Szebeni, J., Di Iorio, E.E., Hauser, H. and Winterhalter, K.H. (1985) Encapsulation of hemoglobin in phospholipid vesicles: characterization and stability. Biochemistry 24: 2827 - 2832.

Claims

1. A process for preserving a material having water-dependant structure comprising contacting the material with an aqueous solution of a polyhydroxy compound then removing water from the material.

2. A process according to claim 1 wherein the material is a protein, liposome or cell.

3. A process according to claim 1 wherein the material is an erythrocyte, oxyhaemaglobin, deoxyhaemaglobin or liposomes encapsulating oxyhaemaglobin or deoxyhaemaglonin.

4. A process according to claim 1 wherein the material encapsulates one or more spaces containing aqueous solutions or suspensions and wherein the process comprises contacting the material with, and introducing into one of more encapsulated spaces therein, an aqueous solution of a polyhydroxy compound then removing water from the material.

5. A process according to claim 1 wherein the polyhydroxy compound is a sugar or related polyol.

6. A process according to claim 5 wherein the polyhydroxy compound is selected from trioses, pentoses, hexoses, mono-, di- or oligosaccharides and related polyols.

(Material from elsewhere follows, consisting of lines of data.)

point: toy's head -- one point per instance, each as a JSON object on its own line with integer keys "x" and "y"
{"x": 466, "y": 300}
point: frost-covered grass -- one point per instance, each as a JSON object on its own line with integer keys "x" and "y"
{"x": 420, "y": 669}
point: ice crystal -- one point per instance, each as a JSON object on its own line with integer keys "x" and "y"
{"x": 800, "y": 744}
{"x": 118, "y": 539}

7. A process according to claim 6 wherein the polyhydroxy compound is selected from glucose, galactose and non-reducing sugars.

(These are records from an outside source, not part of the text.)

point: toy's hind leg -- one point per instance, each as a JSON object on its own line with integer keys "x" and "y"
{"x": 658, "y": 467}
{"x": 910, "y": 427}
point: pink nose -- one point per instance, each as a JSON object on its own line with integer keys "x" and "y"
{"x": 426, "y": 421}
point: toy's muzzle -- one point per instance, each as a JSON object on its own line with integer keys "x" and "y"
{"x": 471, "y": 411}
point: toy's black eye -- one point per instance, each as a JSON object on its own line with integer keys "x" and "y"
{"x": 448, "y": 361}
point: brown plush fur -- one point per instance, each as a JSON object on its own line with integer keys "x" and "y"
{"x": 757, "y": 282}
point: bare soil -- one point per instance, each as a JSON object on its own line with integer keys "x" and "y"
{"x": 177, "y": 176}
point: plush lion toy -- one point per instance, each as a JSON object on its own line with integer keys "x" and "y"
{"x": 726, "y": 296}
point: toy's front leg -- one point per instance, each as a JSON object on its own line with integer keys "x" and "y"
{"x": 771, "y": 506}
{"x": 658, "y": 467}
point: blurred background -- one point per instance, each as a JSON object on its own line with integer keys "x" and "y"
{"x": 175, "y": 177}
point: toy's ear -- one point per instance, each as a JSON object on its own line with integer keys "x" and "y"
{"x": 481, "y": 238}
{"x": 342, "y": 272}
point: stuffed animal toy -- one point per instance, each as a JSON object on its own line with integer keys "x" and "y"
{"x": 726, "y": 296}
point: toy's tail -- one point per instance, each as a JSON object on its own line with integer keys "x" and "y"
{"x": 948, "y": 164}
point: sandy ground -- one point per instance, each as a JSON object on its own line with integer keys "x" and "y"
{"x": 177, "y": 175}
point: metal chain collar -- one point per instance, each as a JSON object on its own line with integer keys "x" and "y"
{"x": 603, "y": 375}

8. A process according to claim 7 wherein the polyhydroxy compound is trehalose.

9. A dry formulation comprising a material having a water-dependant structure and a polyhydroxy compound in intimate admixture therewith.

10. A formulation according to claim 9 wherein the material is a protein, liposome or cell.

11. A formulation according to claim 9 wherein the material is an erythrocyte, oxyhaemaglobin, deoxyhaemaglobin or liposomes encapsulating oxyhaemaglobin or deoxyhaemaglobin.

12. A formulation according to claim 9 wherein the material encapsulates one or more spaces containing aqueous solutions or suspensions.

13. A formulation according to claim 9 wherein the polyhydroxy compound is a sugar or related polyols.

14. A formulation according to claim 13 wherein the polyhydroxy compound is selected from trioses, pentoses, hexoses, mono-, di- or oligosaccharides and related polyols.

15. A formulation according to claim 14 wherein the polyhydroxy compound selected from glucose, galactose and non-reducing sugars.

16. A formulation according to claim 15 wherein the polyhydroxy compound is trehalose.